Why New York Nightlife Establishments Need To Stay Open Until 4:00 a.m.

by AMANDA MELILLO · April 22, 2008

    marqueeDo you remember when David Bouley had to launch war an aggressive PR campaign among Tribeca community members in order to get his restaurant's liquor license approved? And have you been reading about the number of restaurants that are getting their liquor licenses revoked? Or how many new nightlife establishments have a long uphill battle in order to get a liquor license in the first place? I'm not typically a conspiracy theorist, but it would seem the city is cracking down on alcohol consumption. And it turns out, they are!

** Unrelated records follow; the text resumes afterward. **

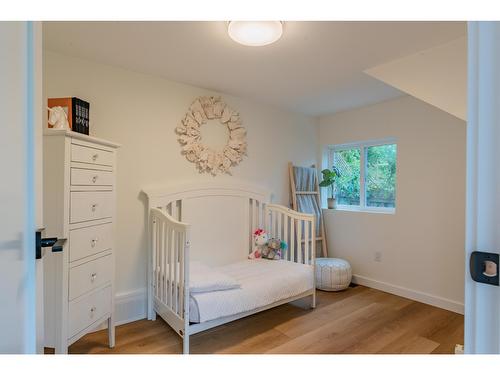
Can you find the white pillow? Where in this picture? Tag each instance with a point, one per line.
(204, 279)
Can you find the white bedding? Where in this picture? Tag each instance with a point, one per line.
(262, 282)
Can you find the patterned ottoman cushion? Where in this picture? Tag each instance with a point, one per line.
(332, 274)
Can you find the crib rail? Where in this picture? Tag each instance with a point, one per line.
(169, 269)
(295, 228)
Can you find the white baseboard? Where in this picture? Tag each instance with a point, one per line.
(129, 307)
(415, 295)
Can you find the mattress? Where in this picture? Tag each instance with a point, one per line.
(263, 282)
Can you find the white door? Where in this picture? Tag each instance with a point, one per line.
(482, 301)
(17, 189)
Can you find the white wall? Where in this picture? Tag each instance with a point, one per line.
(141, 112)
(422, 244)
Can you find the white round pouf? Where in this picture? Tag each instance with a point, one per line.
(332, 274)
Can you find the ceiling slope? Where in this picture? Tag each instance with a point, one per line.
(437, 76)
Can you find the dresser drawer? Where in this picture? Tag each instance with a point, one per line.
(90, 205)
(83, 154)
(83, 312)
(90, 177)
(90, 275)
(88, 241)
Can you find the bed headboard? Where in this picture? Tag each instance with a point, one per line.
(222, 216)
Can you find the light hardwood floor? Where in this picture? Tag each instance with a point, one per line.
(358, 320)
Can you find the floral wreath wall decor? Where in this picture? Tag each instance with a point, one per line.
(207, 159)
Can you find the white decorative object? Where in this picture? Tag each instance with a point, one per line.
(58, 118)
(80, 189)
(238, 208)
(332, 274)
(206, 158)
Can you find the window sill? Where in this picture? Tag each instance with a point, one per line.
(387, 211)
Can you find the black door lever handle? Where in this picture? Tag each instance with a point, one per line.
(57, 244)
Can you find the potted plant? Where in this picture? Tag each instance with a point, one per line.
(329, 178)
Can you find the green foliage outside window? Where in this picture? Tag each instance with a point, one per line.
(380, 175)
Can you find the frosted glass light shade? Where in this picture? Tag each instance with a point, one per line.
(255, 33)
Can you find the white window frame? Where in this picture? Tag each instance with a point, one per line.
(363, 147)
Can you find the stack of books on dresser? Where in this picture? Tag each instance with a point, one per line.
(77, 111)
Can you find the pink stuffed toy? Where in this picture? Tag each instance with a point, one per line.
(260, 239)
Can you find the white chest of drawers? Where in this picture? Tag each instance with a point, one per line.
(79, 205)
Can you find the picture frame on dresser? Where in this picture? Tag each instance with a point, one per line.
(79, 205)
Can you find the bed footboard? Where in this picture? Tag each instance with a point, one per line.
(168, 284)
(298, 230)
(295, 228)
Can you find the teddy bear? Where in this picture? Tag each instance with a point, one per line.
(260, 239)
(274, 250)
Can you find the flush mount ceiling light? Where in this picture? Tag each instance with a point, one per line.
(255, 33)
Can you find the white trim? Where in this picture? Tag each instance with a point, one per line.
(130, 306)
(412, 294)
(377, 210)
(369, 143)
(363, 147)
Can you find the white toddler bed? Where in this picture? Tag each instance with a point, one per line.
(221, 221)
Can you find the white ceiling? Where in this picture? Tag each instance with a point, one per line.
(316, 68)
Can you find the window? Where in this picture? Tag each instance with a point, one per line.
(367, 175)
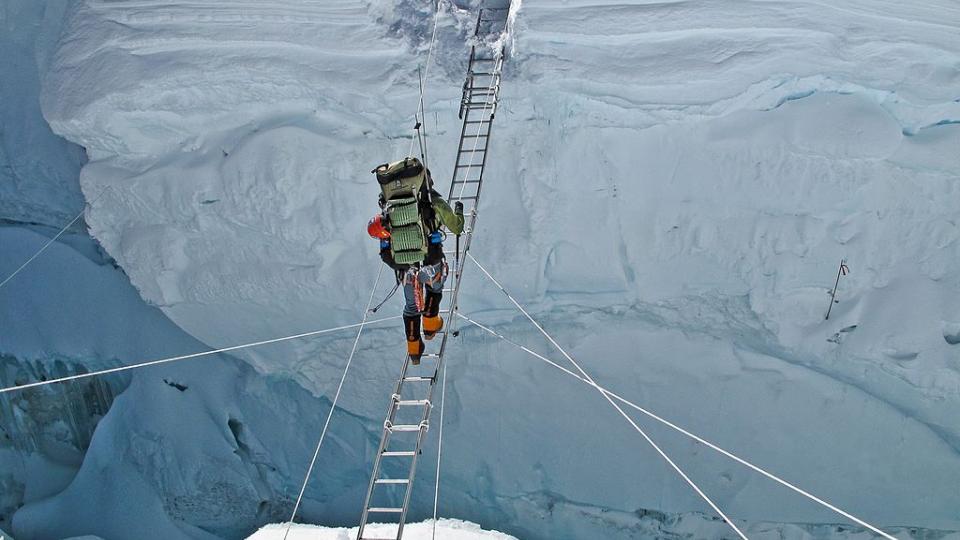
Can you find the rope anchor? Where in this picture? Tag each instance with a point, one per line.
(842, 271)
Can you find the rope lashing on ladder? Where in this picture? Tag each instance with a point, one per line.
(683, 431)
(620, 410)
(193, 355)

    The State Liquor Authority, hand in hand with Mayor Bloomberg, are only issuing liquor licenses valid until 2:00 a.m. in their quiet crackdown. When Felissa Dell, co-owner the Meatpacking BBQ restaurant Hog Pit, e-mailed Eater about her restaurants shuttering, she called Bloomberg out on the sneaky behavior and added, "It's very sneaky, but in 5 years the 4 a.m. liquor license will be a thing of the past, without any community input." What? No! Since I cannot imagine New York packing in to go to sleep early, I am beginning the community input here.

    Why New York nightlife establishments need to stay open until 4 a.m., in no particular order:

    This is The City That Never Sleeps. Everyone knows this, the way everyone knows that Paris is 'The City of Lights'. Do we want to undermine a way cooler reputation by being lame? No.

    If we wanted to go get kicked out of a bar at a decent hour instead of living in The City that Never Sleeps, we would have moved to Boston or London.

    New Yorkers work hard. Really hard. They wake up at the crack of dawn, get stress lines while sweating over lines of numbers all day, intake copious amounts of caffeine, and don't sleep enough. And when they want to unwind, they UNWIND. Why would you take that away from them?

    Sure, there's always some drunk girl weaving dangerously outside a club that looks like she's about to vomit in the street, but you can tell by the acrylic heels that she's from Jersey. Your congestion pricing plan might have prevented her from entering the city before it was shot down, but no luck now. However, New Yorkers should not be punished because some people don't know their limits.

    Wall Street is taking huge losses, thousands of jobs are in danger, and we're staring down the shotgun barrel of a recession. So not only does our professional life suck, causing our wallets to seem a little tighter, but you're restricting our leisure time? It feels like we're back in school and getting grounded. Have you done any studies on how nightlife affects the economy?

    If nightlife doesn't really start here until at least 11 p.m., and people have to leave the bar at 2:00 a.m., you're letting them loose on the streets during the high time of the night. This could lead to hanging around shadily in parks with the druggies, drinking more at home and disturbing your neighbors in your quiet apartment building, or all kinds of other imaginable trouble.

    How will we prove to out-of-towners that our life in New York is so much better than theirs?